Funding must not be used to (a) repay any borrowings;(b) pay any dividends; (c) pay any bonuses; (d) pay any advisory fees.

Interest

The loans will have a minimum of 8% per annum (non-compounding) interest charge applied. This interest will be higher if the company and the investor(s) agree between themselves. Unlike a typical bank loan, the interest is not payable on a monthly basis and instead will accrue until the loan converts. At this point, the interest will either be repaid or convert in equity.

Documentation and conversion

The loans will convert into shares in the company in certain circumstances, including an exit or a new funding round.

Investors and the Future Fund both invest using a convertible loan agreement, which is predefined and cannot be negotiated.

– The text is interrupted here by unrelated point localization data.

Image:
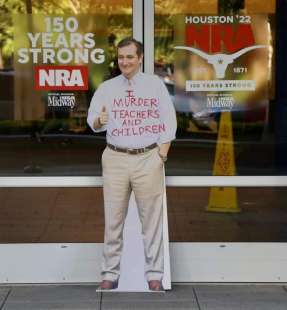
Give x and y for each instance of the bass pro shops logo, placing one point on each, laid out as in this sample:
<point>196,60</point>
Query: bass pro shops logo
<point>61,77</point>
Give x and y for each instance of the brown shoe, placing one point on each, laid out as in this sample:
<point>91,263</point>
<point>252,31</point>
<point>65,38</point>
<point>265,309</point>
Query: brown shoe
<point>108,285</point>
<point>155,285</point>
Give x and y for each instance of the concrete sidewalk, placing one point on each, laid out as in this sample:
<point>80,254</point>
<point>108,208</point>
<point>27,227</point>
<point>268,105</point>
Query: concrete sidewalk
<point>185,296</point>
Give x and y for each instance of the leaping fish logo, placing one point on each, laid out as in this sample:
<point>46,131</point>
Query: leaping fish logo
<point>220,61</point>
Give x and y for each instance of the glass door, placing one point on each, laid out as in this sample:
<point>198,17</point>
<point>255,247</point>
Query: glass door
<point>223,64</point>
<point>51,198</point>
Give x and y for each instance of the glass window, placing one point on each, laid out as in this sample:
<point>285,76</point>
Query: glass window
<point>224,63</point>
<point>53,55</point>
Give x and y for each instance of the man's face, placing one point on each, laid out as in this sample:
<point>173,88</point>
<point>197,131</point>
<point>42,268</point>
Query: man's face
<point>129,61</point>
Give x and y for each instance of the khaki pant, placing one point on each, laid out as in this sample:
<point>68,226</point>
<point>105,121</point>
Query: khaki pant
<point>142,174</point>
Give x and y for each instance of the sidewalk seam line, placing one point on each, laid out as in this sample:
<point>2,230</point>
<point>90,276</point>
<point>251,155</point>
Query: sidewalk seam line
<point>101,301</point>
<point>196,299</point>
<point>5,299</point>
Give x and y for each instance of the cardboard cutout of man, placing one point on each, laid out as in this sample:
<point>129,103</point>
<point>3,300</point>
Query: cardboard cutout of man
<point>136,111</point>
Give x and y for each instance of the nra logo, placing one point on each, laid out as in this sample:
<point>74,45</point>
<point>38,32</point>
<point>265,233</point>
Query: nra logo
<point>61,77</point>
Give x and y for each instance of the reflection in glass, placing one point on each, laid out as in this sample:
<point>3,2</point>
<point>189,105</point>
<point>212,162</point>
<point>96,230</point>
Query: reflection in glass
<point>39,136</point>
<point>250,38</point>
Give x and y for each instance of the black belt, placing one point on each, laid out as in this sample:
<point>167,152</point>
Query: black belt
<point>132,151</point>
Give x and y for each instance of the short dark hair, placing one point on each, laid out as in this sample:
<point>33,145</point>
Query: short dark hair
<point>129,41</point>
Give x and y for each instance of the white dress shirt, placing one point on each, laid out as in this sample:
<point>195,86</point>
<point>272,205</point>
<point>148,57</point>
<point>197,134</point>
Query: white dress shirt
<point>140,111</point>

We can provide a summary of the convertible loan agreement.

Most crucially there are eligibility criteria for both the company and the investor(s) that must be met as set out below

“FCA Rules” means the FCA’s handbook of rules and guidance

“FPO” means the Financial Services and Markets Act 2000 (Financial Promotion) Order 2005:

The investor must fall within any of the following categories:

  • An “investment professional” within the meaning given to that term in article 19 of the FPO
  • A high net worth company, unincorporated associated or high value trust falling within article 49(2) of the FPO
  • A “certified sophisticated investor” or a “self-certified sophisticated investor” within the meaning given in articles 50 and 50A respectively of the FPO
  • A “certified high net worth individual” within the meaning of article 48 of the FPO
  • An equivalent professional, high-net worth, institutional or sophisticated investor in accordance with applicable law and regulation in such investor’s home jurisdiction
  • An association of high net worth or sophisticated investors within the meaning of article 51 of the FPO
  • Capable of being classified as a “professional client” within the meaning given in the glossary to the FCA Rules.

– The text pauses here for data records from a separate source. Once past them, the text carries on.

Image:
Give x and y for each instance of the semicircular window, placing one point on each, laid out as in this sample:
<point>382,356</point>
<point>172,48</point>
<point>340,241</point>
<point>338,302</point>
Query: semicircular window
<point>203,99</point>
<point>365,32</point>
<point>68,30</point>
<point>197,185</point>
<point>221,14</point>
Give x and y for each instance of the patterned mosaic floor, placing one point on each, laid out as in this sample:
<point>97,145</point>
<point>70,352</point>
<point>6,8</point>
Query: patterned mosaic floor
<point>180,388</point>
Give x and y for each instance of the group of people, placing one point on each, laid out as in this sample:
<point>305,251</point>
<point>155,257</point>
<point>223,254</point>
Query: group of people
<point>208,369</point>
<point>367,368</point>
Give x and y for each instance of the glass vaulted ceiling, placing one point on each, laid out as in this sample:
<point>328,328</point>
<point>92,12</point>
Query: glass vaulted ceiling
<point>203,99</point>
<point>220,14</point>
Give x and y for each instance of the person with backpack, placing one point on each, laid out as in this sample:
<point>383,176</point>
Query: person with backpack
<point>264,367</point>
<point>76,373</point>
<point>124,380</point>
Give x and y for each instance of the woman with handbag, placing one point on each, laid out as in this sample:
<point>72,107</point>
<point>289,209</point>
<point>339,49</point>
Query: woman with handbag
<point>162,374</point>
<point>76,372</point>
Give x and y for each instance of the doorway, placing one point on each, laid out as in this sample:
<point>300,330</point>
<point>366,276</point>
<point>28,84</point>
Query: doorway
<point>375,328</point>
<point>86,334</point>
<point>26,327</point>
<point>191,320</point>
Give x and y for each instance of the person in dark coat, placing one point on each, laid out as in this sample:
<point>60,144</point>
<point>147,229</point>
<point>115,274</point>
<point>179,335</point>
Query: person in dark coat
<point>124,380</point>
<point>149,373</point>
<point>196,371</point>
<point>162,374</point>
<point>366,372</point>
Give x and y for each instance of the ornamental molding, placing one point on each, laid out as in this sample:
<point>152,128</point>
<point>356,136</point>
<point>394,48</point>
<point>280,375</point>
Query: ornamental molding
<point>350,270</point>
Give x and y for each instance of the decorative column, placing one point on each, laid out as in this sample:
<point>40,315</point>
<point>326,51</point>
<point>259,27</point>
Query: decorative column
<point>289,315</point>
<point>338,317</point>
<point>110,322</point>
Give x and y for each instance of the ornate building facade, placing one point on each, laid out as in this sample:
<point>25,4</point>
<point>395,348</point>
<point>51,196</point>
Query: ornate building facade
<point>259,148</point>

Note that all other investors must fall within one of the above categories in order for them to be eligible to invest in the convertible loan agreement. It is the responsibility of other investors to ensure they are eligible.

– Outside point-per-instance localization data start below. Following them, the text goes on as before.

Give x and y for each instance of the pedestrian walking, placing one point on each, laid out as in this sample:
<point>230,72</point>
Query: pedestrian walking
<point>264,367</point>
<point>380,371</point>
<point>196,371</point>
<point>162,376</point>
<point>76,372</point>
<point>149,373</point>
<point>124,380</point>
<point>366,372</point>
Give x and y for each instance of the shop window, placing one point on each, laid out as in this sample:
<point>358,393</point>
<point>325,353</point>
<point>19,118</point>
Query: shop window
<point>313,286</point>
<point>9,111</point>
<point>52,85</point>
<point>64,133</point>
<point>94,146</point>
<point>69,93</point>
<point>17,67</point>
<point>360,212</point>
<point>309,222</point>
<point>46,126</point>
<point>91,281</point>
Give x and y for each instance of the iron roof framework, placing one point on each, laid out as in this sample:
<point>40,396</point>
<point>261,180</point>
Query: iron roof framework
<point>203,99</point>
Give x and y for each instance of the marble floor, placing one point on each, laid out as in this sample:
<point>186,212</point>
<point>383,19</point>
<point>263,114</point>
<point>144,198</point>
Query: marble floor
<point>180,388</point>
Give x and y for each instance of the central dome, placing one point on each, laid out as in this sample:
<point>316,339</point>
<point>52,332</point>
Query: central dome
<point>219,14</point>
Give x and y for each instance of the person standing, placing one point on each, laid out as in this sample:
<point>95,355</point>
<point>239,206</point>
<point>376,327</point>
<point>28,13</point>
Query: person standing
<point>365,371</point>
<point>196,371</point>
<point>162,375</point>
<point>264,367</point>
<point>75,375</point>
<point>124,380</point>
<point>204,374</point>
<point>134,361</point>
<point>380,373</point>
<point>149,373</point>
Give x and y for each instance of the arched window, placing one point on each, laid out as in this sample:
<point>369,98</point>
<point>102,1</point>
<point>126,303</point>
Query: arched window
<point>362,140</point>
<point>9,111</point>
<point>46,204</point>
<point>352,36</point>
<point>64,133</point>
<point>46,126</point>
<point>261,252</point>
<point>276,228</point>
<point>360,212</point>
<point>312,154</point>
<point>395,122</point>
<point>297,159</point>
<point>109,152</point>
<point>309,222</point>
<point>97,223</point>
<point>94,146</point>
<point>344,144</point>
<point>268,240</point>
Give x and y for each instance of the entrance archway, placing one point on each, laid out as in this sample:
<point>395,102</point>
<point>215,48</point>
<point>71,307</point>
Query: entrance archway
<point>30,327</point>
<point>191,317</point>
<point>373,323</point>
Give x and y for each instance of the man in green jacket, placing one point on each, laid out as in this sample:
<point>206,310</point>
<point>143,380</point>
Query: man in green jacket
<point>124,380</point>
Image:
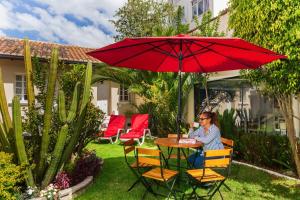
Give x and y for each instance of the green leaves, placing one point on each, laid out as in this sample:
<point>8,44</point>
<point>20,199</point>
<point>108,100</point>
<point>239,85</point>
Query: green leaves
<point>274,25</point>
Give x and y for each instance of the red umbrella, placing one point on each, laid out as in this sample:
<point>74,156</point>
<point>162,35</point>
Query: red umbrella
<point>184,53</point>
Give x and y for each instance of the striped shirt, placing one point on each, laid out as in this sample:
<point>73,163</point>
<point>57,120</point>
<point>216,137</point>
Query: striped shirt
<point>211,139</point>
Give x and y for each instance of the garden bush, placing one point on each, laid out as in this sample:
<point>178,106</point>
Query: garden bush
<point>10,176</point>
<point>271,151</point>
<point>88,164</point>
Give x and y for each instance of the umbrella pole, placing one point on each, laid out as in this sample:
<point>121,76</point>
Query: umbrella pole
<point>179,105</point>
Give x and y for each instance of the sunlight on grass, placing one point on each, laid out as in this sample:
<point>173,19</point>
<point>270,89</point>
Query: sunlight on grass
<point>245,182</point>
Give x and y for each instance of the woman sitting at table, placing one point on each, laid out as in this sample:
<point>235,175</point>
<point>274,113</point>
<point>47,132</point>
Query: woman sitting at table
<point>208,134</point>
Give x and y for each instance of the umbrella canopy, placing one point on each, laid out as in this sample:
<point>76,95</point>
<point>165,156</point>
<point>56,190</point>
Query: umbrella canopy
<point>184,53</point>
<point>197,54</point>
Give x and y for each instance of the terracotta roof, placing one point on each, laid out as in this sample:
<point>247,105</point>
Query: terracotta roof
<point>13,48</point>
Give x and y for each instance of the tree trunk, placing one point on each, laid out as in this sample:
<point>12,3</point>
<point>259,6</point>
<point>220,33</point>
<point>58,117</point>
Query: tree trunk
<point>206,92</point>
<point>285,103</point>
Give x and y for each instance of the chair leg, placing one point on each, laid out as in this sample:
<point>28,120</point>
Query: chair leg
<point>132,186</point>
<point>171,189</point>
<point>227,187</point>
<point>148,187</point>
<point>217,189</point>
<point>143,140</point>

To be eligible for the scheme, the company must meet the following criteria:

  • The company must have raised at least £250,000 in equity from third-party investors in previous funding rounds in the last five years (from 1 April 2015 to 19 April 2020, inclusive)
  • If the company is a member of a corporate group, it must be the ultimate parent company
  • The company does not have any of its shares or other securities listed on a regulated market, a multilateral trading facility, a recognised investment exchange and/or any other similar market, stock exchange or listing venue
  • The company must be a UK incorporated limited company
  • The company must have been incorporated on or before 31 December 2019
  • At least one of the following must be true for the company:
    • Half or more employees are UK based
    • Half or more revenues are from UK sales

Practical steps – how it works in practice:

  • The investor, or lead investor of a group of investors, certifies they meet the scheme eligibility criteria and provides key investment details.
  • The company confirms the accuracy of the investment application details provided, before submitting the full application.

The contract is completed:

  • In the case of approved applications, all parties will execute an agreement (in the template form) and satisfy certain conditions set out in the agreement before the funds are released.